У гостиного двора, что на высоком жилом подклете, два жилистых бухаретина в черных тюбетейках и длинных полосатых чапанах продавали парнишку лет десяти — не то монгола, не то калмыка. Парнишка был худ и тощ, на солнце просвечивал, и потому купить его никто не решался — помрет.
Куземко жалел мальца. И то сказать: никакого смысла в ум себе не берет, лишь затравленно озирается, словно пойманный волчонок. Были бы у Куземки деньги, не пожалел — купил бы. Человек живуч, детенышу хлеба да каши овсяной поболе, глядишь — и окрепнет, зарадуется житью-бытью, будет Куземке вместо родного брата.
— Давай так, задарма, — заговорил с бухаретинами Куземко.
Те быстро переглянулись и, очевидно, так ничего и не поняв толком из Куземкиных слов, вдруг начали приплясывать и часто пощелкивать языками. А парнишка по-прежнему со страхом глядел на Куземку и жался к купцам.
— Дурачок, — стараясь не повысить голоса, ласково бросил Куземко.
Густой пьяный смех выплескивался на площадь из кабака, у входа в который, низко опустив усталые головы, дремали привязанные кони да без умолку клянчили у прохожих милостыню гугнивые побирушки.
«Хлебца бы отведать — что-то в брюхе больно урчит», — подумал Куземко, входя в распахнутую дверь. В кабаке кисло и смрадно воняло устоявшейся сивухой, квашеной капустой, людским потом.
Целовальник Харя, плотный краснорожий мужик в однорядке, туго подпоясанной синим кушаком, за который спереди был заткнут тяжелый пистолет, сразу приметил вошедшего Куземку, по-приятельски подмигнул ему хитрым глазом, снимая с полки ендову с вином. Разбитные питейные служки, перехватив цепкий целовальников взгляд, бросились локтями расталкивать злых, отекших от запоя бражников, что столпились у прилавка.
— Вина али меду? — привычно осведомился Харя.
— Квасу, — доставая из кармана деньги, сдержанно ответил Куземко.
— Квасу крепкого? — с привычной ловкостью Харя смахнул с прилавка хлебные крошки и бросил их в обросший волосами рот.
— Давай покрепче, а еще калач и курник. И огурца посолонее.
— Уж солонее нашего где найдешь? Денег на соль не жалеем, — игриво сказал Харя, наливая в квас водки, и тут же подозвал хлопотавшего у столов молодого служку. — Посади-ка с заплечным мастером о бок, — и на потеху казакам дал служке звонкую затрещину.
Палач Гридя был в загуле. Матерый, с крючковатым в фиолетовых прожилках носом и мясистыми, как у коня, губами, окрученный поверх кафтана сыромятным кнутом с толстыми воловьими жилами на конце, он пировал в одиночестве, устроившись поближе к двери, на самом угожем в кабаке месте.
Куземко напрямик прошел к палачу и, не обращая внимания на Гридю, сел за стол и большими глотками стал жадно хлебать холодный хмельной квас, заедая его свежим курником. Потом надкусил хрустнувший огурец и принялся высасывать рассол.
Гридя смотрел на него долго и неотрывно. Он, Гридя, никогда не ел вот с таким смаком, даже тогда, когда бывал отменно голоден. И еще палачу, а он ведь тоже человек, было интересно, что это за пришлый парень, чего ему вдруг понадобилось на Красном Яру.
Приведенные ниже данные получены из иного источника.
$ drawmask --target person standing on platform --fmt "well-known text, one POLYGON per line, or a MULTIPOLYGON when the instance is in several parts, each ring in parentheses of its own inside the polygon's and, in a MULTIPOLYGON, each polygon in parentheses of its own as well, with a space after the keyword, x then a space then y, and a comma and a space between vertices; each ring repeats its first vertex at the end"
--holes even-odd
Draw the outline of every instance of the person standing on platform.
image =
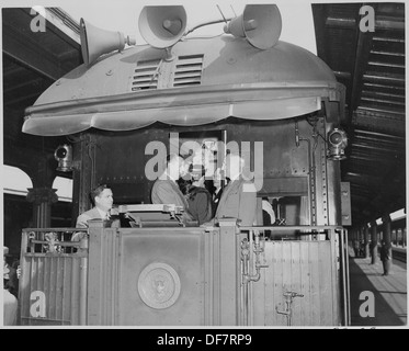
POLYGON ((192 220, 192 216, 188 210, 188 201, 184 199, 177 183, 179 178, 183 177, 184 170, 185 162, 179 155, 168 155, 166 159, 166 169, 154 183, 150 197, 152 204, 173 204, 183 207, 182 219, 192 220))
POLYGON ((257 190, 243 178, 245 159, 239 155, 226 156, 221 170, 230 179, 223 190, 215 219, 238 218, 241 226, 252 226, 255 218, 257 190))
POLYGON ((382 275, 389 275, 390 271, 390 244, 387 244, 386 241, 382 241, 380 247, 380 261, 384 267, 384 274, 382 275))
POLYGON ((18 319, 18 298, 10 292, 10 272, 11 268, 5 261, 9 254, 9 248, 3 247, 3 325, 15 326, 18 319))

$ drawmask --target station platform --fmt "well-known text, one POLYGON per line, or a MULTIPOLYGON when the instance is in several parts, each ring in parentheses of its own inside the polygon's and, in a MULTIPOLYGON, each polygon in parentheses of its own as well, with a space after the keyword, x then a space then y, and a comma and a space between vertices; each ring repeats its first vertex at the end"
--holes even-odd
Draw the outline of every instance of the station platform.
POLYGON ((377 263, 371 264, 371 258, 350 254, 349 263, 351 326, 407 328, 407 263, 394 260, 387 276, 382 275, 384 270, 379 258, 377 263), (370 310, 368 305, 363 305, 370 298, 361 296, 360 299, 362 292, 373 293, 373 316, 365 316, 365 313, 362 316, 362 309, 370 310))

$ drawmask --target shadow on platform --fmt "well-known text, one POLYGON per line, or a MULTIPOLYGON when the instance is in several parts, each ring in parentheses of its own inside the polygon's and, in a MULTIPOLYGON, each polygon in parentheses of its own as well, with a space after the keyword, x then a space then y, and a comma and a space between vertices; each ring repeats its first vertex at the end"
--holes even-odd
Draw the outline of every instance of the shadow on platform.
MULTIPOLYGON (((371 258, 350 257, 351 326, 407 326, 407 271, 393 265, 391 273, 383 276, 382 262, 371 264, 371 258), (362 292, 374 295, 374 316, 361 316, 360 307, 367 302, 362 292)), ((366 305, 363 305, 362 309, 366 305)), ((368 310, 366 308, 366 310, 368 310)))

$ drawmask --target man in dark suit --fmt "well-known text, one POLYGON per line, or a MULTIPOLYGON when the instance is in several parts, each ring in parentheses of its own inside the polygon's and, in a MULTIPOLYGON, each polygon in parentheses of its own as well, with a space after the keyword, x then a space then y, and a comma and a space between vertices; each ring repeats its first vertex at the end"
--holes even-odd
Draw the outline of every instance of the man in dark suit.
MULTIPOLYGON (((80 214, 77 217, 76 228, 88 228, 88 220, 90 219, 110 219, 110 211, 114 203, 114 195, 109 185, 98 185, 91 191, 91 201, 94 205, 91 210, 80 214)), ((73 234, 71 241, 80 241, 86 234, 77 231, 73 234)))
POLYGON ((114 204, 114 195, 109 185, 102 184, 91 191, 94 207, 82 213, 77 218, 77 228, 88 228, 90 219, 110 219, 110 210, 114 204))
POLYGON ((183 176, 184 160, 177 154, 168 155, 163 173, 156 180, 151 191, 152 204, 174 204, 184 208, 182 218, 192 220, 188 212, 188 202, 177 183, 183 176))
POLYGON ((226 156, 221 170, 230 182, 223 190, 215 218, 234 217, 240 219, 241 226, 252 226, 257 190, 251 181, 242 177, 243 167, 245 160, 239 155, 226 156))

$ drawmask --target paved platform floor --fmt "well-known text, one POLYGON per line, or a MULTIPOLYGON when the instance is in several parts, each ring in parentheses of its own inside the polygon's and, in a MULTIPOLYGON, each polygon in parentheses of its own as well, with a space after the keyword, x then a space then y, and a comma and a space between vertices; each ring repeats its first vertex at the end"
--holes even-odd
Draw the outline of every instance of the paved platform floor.
POLYGON ((350 257, 351 326, 407 327, 407 265, 394 260, 390 271, 383 276, 380 260, 371 264, 371 258, 350 257), (373 293, 373 317, 362 316, 362 312, 370 312, 370 298, 360 299, 362 292, 373 293))

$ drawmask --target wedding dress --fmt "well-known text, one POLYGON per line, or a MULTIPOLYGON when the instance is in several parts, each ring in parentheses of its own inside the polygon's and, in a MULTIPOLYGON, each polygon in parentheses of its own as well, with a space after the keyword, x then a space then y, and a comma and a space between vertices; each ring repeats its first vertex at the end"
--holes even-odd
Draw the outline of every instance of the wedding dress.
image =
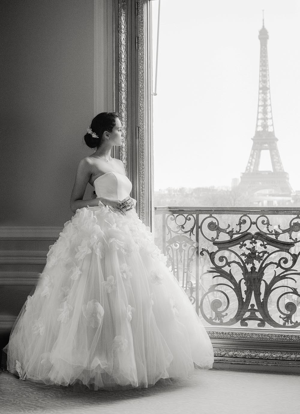
MULTIPOLYGON (((131 190, 116 172, 98 197, 131 190)), ((54 244, 7 348, 21 379, 95 390, 147 387, 211 368, 211 343, 187 296, 134 210, 78 209, 54 244)))

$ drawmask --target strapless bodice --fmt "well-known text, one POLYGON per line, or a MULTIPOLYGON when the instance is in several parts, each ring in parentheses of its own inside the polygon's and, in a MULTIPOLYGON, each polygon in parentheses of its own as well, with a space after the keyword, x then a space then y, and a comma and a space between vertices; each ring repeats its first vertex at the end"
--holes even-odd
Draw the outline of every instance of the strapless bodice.
POLYGON ((96 178, 93 185, 98 197, 122 200, 128 197, 132 185, 126 176, 115 171, 106 173, 96 178))

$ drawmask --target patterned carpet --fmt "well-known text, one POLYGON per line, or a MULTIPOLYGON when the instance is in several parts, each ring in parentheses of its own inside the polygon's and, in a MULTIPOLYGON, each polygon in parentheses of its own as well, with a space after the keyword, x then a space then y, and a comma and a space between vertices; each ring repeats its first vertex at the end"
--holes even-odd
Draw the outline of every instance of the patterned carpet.
POLYGON ((148 389, 116 392, 19 380, 0 373, 0 413, 289 414, 299 413, 300 376, 212 370, 148 389))

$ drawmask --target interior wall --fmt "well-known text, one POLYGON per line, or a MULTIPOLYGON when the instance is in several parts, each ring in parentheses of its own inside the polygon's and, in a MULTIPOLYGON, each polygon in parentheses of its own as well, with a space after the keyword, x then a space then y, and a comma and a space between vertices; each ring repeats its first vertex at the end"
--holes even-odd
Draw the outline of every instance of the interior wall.
POLYGON ((0 3, 0 224, 61 226, 78 162, 91 153, 94 1, 0 3))

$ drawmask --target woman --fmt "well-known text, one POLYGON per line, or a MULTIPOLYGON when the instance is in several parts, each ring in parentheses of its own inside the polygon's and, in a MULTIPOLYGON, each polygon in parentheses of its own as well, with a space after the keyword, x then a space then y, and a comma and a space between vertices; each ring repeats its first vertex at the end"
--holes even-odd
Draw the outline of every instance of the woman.
POLYGON ((11 334, 7 368, 20 379, 95 390, 147 387, 211 368, 212 347, 166 258, 133 209, 132 185, 111 150, 114 113, 93 120, 71 197, 75 214, 11 334), (83 200, 87 183, 97 197, 83 200))

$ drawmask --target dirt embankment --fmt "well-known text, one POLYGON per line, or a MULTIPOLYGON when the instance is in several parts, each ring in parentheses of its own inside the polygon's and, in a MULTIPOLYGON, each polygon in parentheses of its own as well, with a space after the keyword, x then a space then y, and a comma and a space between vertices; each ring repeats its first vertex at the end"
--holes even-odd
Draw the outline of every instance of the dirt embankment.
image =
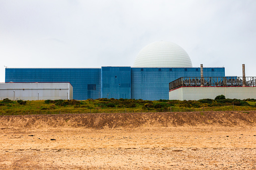
POLYGON ((0 127, 133 128, 256 125, 256 111, 67 114, 0 116, 0 127))

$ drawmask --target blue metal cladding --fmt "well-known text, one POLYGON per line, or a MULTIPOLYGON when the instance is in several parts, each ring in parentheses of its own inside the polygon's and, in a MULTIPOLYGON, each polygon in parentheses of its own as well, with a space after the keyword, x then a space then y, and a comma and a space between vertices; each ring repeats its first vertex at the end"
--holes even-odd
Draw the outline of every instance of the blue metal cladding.
POLYGON ((131 67, 102 67, 102 97, 131 98, 131 67))
MULTIPOLYGON (((204 68, 205 77, 225 76, 224 68, 204 68)), ((168 83, 181 77, 201 76, 200 68, 131 68, 131 98, 168 99, 168 83)))
POLYGON ((67 82, 73 86, 74 99, 97 99, 100 97, 101 70, 100 68, 6 68, 6 82, 67 82))
MULTIPOLYGON (((200 77, 200 68, 6 68, 6 82, 68 82, 73 98, 169 98, 169 83, 200 77)), ((205 77, 224 77, 224 68, 204 68, 205 77)))

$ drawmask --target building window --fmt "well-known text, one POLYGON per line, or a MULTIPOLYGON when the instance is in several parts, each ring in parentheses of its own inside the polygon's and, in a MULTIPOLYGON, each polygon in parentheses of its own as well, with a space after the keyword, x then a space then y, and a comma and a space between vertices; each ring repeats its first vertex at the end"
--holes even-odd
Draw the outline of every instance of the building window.
POLYGON ((88 84, 87 85, 87 90, 96 90, 96 84, 88 84))

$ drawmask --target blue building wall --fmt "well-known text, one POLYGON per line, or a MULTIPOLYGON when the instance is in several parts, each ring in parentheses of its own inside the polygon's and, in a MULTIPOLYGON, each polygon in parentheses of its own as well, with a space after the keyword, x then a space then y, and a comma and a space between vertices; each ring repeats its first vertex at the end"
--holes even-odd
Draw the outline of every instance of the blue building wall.
MULTIPOLYGON (((73 98, 168 99, 169 83, 200 77, 200 68, 6 68, 6 82, 68 82, 73 98), (108 93, 109 95, 108 96, 108 93)), ((205 77, 224 77, 224 68, 204 68, 205 77)))
POLYGON ((97 99, 101 95, 100 68, 6 68, 6 82, 69 82, 73 98, 97 99))
POLYGON ((102 97, 131 98, 131 67, 102 67, 102 97))

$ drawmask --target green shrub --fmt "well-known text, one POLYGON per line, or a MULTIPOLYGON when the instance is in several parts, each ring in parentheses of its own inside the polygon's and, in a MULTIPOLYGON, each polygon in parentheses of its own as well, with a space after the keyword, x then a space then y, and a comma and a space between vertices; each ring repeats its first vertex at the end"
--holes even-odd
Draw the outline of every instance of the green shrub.
POLYGON ((198 101, 201 103, 212 104, 214 100, 211 99, 203 99, 199 100, 198 101))
POLYGON ((12 103, 13 101, 11 100, 10 100, 9 98, 6 98, 3 100, 2 101, 2 103, 12 103))
POLYGON ((51 102, 52 102, 52 100, 46 100, 44 101, 44 103, 45 104, 49 104, 51 102))
POLYGON ((223 94, 216 96, 214 100, 223 100, 225 99, 226 97, 223 94))
POLYGON ((109 103, 107 104, 107 107, 115 107, 115 104, 112 103, 109 103))

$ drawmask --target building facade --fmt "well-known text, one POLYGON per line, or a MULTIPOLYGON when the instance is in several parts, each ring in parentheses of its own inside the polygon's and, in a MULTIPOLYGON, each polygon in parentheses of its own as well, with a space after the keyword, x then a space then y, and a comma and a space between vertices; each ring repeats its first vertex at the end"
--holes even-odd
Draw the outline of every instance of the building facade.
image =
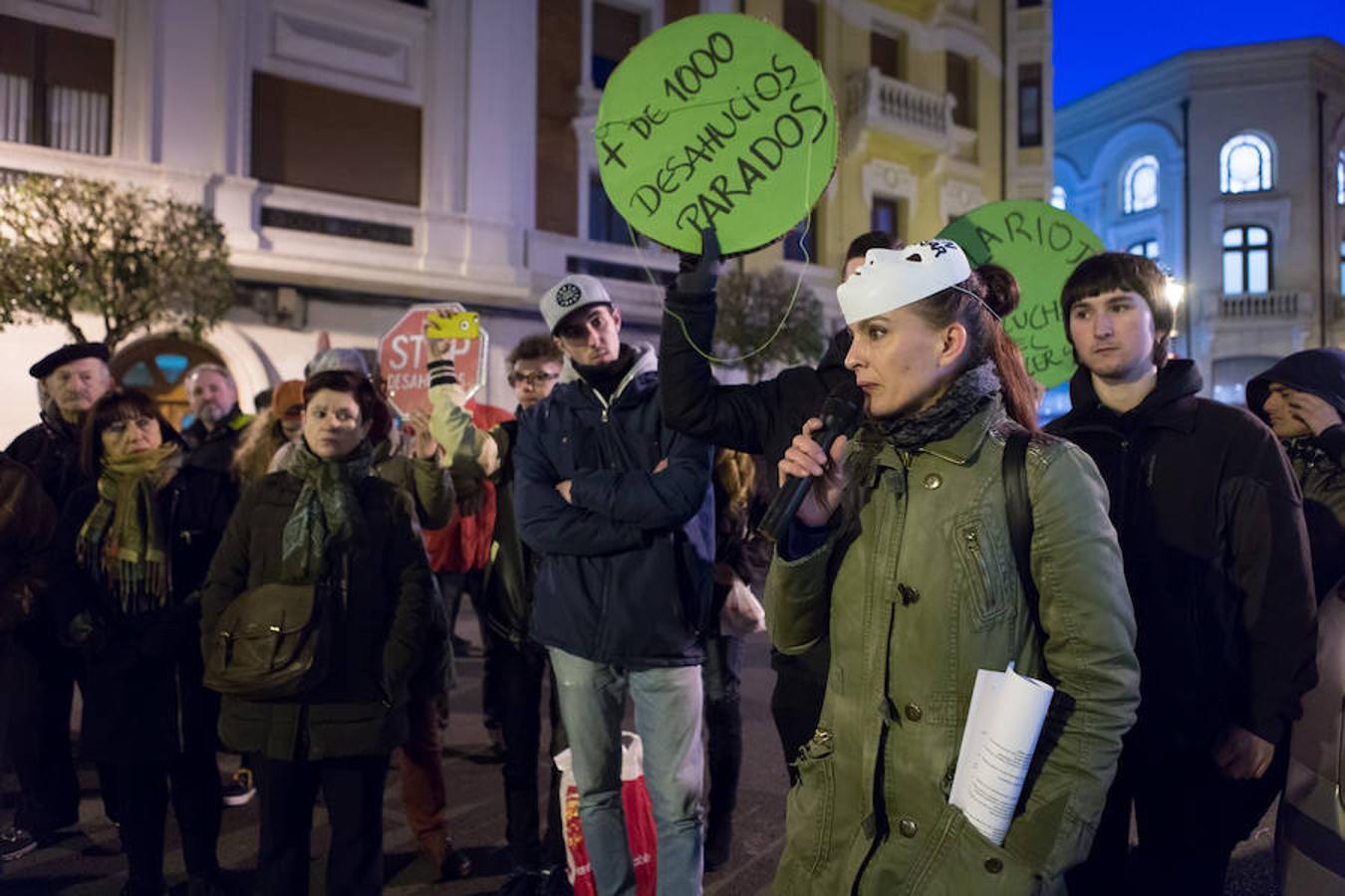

Но прежде чем заводить разговор, Гридя попросил служку принести и ему огурец на пробу.
— Уйду к джунгарам, — как о чем-то решенном, сказал палач, морщась от терпкой огуречной кислоты. — Меня везде ждет славно дело…
Гридя сердито косился на всех и ворчал, он был сегодня наверняка кем-то обижен. И Куземко по врожденной доброте своей пожалел его — видел, небось, как заплечным мастерам достается: иной аж взмокнет с головы до пят, усердствуя, а его заставляют стегать и стегать еще крепче, и посочувствовать казнимому никак не моги.
— Воевода что?.. Васька Еремеев, подьячий съезжей избы, умен, а ух и яр бывает, коли кровью потянет, — думая о том же, говорил Гридя. — Ты сам ложись, однако, вот и отведаешь мою руку. Остарел — то истинно, но тут и сноровка надобна. А и где ее взять молодому? За сноровку меня еще Архип Акинфов гораздо хвалил. Тебе, говорил он, нет замены, Гридя, ежели приспело время кого удавить. У меня в петле долго не пляшут.